Berlin Squatters/California Pot Growers: A Transatlantic Exchange
In conjunction with the FURTHERMORE exhibition, Goethe-Institut will host Martin Düspohl and Scott Holmquist as they compare forms of resistance and institution-building in anti-gentrification struggles in Berlin’s Kreuzberg neighborhoods with similar issues among the hippie-settled marijuana-farming communities of Humboldt County, CA. Sunday, November 3, 6—8PM. Learn more at: www.goethe.de/washington
ABOUT THE ARTISTS:
KENSETH ARMSTEAD’s works have been exhibited at the Whitney Museum of American Art, Studio Museum in Harlem, Brooklyn Museum, MIT and The Bronx Museum of the Arts. Armstead received a BFA from the Corcoran College of Art and an MS from NYU Poly. He completed the Skowhegan Program and the Whitney Museum Independent Study Program. Grants he has received include a Pollock-Krasner Award, NYFA video fellowship, NYSCA (Individual Artist Grant, Film & Media) and a Creative Capital Grant. Armstead is currently the Artist in Residence at the Brooklyn Museum Library & Archive and has had residencies with LMCC (Workspace & Swingspace), Harvestworks, the Castle Trebesice in Prague and Eyebeam Center for Art + Technology. His drawings and multimedia works are in numerous public and private collections.

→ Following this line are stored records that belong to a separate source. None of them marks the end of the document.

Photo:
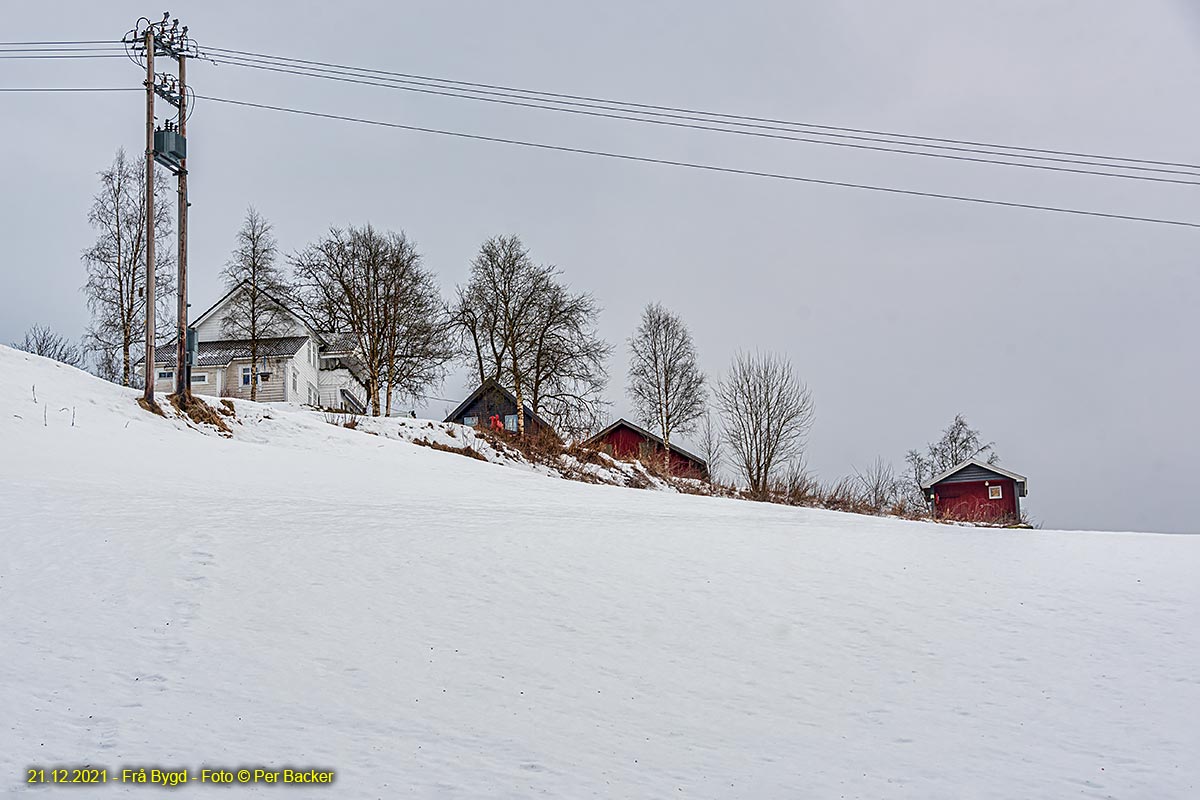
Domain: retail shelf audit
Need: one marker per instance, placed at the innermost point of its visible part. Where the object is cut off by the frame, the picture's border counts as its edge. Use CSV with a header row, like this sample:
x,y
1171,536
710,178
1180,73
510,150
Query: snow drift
x,y
430,625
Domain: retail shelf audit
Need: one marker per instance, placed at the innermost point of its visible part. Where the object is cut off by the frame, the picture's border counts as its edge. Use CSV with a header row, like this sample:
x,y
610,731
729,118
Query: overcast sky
x,y
1068,341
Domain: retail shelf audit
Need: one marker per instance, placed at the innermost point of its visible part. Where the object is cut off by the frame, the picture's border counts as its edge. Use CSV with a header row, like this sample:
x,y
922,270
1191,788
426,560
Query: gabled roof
x,y
642,432
496,386
229,294
973,462
221,353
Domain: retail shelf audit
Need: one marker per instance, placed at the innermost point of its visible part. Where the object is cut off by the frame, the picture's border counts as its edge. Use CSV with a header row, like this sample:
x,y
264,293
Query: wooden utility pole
x,y
183,370
150,263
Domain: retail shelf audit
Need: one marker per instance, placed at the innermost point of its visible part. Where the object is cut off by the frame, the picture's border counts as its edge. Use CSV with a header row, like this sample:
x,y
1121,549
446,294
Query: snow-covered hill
x,y
431,625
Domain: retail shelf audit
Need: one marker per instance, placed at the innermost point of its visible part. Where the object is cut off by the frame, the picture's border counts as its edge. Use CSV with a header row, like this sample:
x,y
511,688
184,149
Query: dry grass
x,y
198,411
150,405
462,450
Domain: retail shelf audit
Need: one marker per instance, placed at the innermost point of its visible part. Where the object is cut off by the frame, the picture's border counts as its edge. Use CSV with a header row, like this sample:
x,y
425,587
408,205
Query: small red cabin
x,y
623,439
976,492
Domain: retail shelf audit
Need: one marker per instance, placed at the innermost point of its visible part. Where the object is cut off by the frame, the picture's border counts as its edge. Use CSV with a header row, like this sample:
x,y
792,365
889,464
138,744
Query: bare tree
x,y
523,329
879,485
40,340
253,313
767,413
115,264
373,287
712,445
419,342
959,443
567,373
665,383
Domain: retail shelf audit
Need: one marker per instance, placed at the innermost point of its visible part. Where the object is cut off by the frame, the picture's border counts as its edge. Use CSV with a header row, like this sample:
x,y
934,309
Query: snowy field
x,y
435,626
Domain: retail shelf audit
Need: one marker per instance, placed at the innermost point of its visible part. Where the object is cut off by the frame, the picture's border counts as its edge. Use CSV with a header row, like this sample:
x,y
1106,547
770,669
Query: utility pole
x,y
148,395
167,146
183,368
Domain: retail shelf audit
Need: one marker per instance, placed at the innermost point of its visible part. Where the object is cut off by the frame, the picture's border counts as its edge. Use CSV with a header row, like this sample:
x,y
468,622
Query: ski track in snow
x,y
430,625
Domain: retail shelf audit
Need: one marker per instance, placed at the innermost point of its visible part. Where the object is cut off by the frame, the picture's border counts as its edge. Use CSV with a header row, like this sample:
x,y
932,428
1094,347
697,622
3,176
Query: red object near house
x,y
976,492
623,439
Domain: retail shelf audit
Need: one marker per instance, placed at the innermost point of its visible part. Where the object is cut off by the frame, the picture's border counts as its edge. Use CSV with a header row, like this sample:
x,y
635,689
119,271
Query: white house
x,y
298,366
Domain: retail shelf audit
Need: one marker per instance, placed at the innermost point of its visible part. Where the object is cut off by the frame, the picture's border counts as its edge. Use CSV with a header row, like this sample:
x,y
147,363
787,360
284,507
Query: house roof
x,y
973,462
229,294
492,384
221,353
636,428
339,343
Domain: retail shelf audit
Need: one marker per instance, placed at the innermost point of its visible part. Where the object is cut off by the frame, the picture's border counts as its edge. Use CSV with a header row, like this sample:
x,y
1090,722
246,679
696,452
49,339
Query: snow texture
x,y
432,625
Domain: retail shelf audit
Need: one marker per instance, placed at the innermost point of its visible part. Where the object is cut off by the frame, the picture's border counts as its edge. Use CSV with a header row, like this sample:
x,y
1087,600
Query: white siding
x,y
211,329
271,391
307,373
211,386
331,384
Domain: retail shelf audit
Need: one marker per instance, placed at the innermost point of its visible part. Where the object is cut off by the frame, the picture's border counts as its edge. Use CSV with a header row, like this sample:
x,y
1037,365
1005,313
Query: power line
x,y
714,168
84,41
652,109
31,89
694,126
735,119
64,55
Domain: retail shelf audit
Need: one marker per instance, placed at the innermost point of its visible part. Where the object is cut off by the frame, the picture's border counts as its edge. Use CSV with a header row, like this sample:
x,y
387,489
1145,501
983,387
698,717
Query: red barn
x,y
976,492
623,439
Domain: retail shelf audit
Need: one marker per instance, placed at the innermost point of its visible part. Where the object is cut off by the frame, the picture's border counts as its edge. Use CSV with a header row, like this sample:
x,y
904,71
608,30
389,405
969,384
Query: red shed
x,y
623,439
976,492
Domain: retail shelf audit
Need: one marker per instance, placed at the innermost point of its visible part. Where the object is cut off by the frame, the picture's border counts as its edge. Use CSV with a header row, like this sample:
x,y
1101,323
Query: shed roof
x,y
642,432
981,464
495,385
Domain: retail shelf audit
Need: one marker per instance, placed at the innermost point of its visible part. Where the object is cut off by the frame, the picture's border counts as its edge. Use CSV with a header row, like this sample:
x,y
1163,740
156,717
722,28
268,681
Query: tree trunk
x,y
253,370
373,388
520,411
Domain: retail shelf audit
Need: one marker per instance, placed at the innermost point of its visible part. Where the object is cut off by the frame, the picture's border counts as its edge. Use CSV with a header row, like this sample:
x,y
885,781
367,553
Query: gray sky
x,y
1071,342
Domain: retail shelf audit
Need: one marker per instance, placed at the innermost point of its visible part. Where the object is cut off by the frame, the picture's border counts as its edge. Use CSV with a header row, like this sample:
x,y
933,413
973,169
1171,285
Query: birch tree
x,y
117,269
40,340
767,413
522,328
253,314
373,287
959,443
665,383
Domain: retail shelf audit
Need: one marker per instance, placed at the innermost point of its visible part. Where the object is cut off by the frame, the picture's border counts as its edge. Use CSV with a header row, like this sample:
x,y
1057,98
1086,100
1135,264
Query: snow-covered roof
x,y
981,464
213,310
221,353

SCOTT HOLMQUIST is a self-taught artist who learned to love concrete demolition and finishing, and to hate social class divisions while growing up in Minnesota. He studied Marxist economics in Sweden and later worked as a researcher for The Institute for Policy Studies before completing his first video art works: two from news-footage gathered in 1987 Chile; and one from his adaptation of Caron Tate's 1987 hit underground play about a DC stripper, "Bumps!" While living in New York, he launched the blind eye projects to reverse media and art logic, which involved multimedia exhibits in 2001-03. Research and production of books for the chronic freedom series, on cannibis growing people in Northern California, took place from 2005-present. The series together is not currently meant for public showing (except via filters developed for this Furthermore exhibit!). Scott is also working on an archive of about 45,000 images scanned from documents on the Humboldt Bay, begun in late 2011. From this, exhibits include, "50x50 object index - draft 1," this past August at the Humboldt Baykeeper's request. Since 2011 he has worked from Berlin, Germany, with a studio and office in Arcata, CA, provided by Bug Press.